Sukses

Nyeri Dada Saat Olahraga

28 May 2017, 17:41 WIB
Pria, 18 tahun.

Knapa ya dok saat saya bermain futsal atau lari, dada saya terasa nyeri apa saya punya sakit jantung??

dr. Reza Fahlevi

Dijawab Oleh:

dr. Reza Fahlevi

Terima kasih atas kepercayaan anda berkonsultasi di klikdokter.com

Apakah Anda merokok? Apakah nyeri dada muncul hanya jika berubah posisi? Apakah ada riwayat cedera atau trauma? Apakah ada gejala batuk, nyeri saat menarik napas, sesak napas, nyeri ulu hati?

Nyeri dada tidak selalu disebabkan oleh jantung. Keluhan seperti yang Anda sebutkan dapat disebabkan oleh berbagai sebab, diantaranya disebabkan karena gangguan jantung, gangguan otot atau tulang, paru-paru, saluran pencernaan atau psikologis.

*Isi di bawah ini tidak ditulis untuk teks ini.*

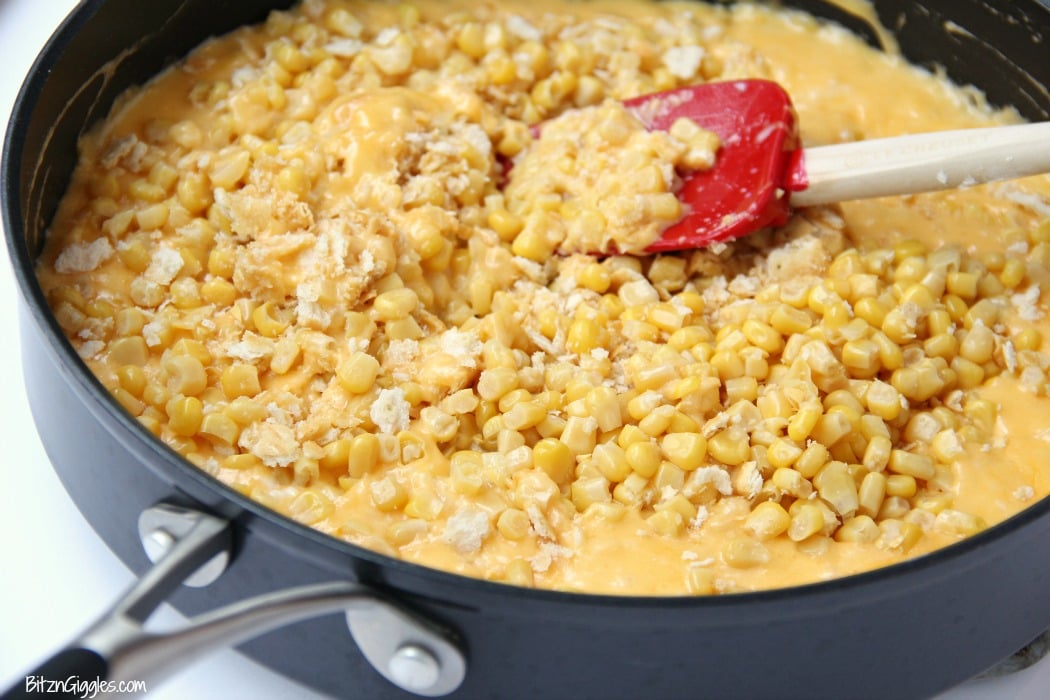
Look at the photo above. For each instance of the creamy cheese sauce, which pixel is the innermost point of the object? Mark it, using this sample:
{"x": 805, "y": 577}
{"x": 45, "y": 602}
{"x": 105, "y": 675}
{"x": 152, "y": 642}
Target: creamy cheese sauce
{"x": 291, "y": 200}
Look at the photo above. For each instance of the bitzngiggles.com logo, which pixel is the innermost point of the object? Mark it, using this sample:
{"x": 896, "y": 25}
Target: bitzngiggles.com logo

Gejala nyeri yang khas untuk keluhan penyakit jantung adalah nyeri dada kiri yang digambarkan seperti tertimpa benda berat, ditekan, atau diremas, nyeri berlangsung 2-5 menit, menjalar ke bahu kiri dan kedua lengan terutama pada permukaan tangan dan lengan bawah. Nyeri juga dapat menembus ke punggung, dasar dari leher, rahang, gigi, dan ulu hati. Nyeri yang demikian disebut dengan Angina. Bagaimana dengan nyeri dada yang Anda rasakan?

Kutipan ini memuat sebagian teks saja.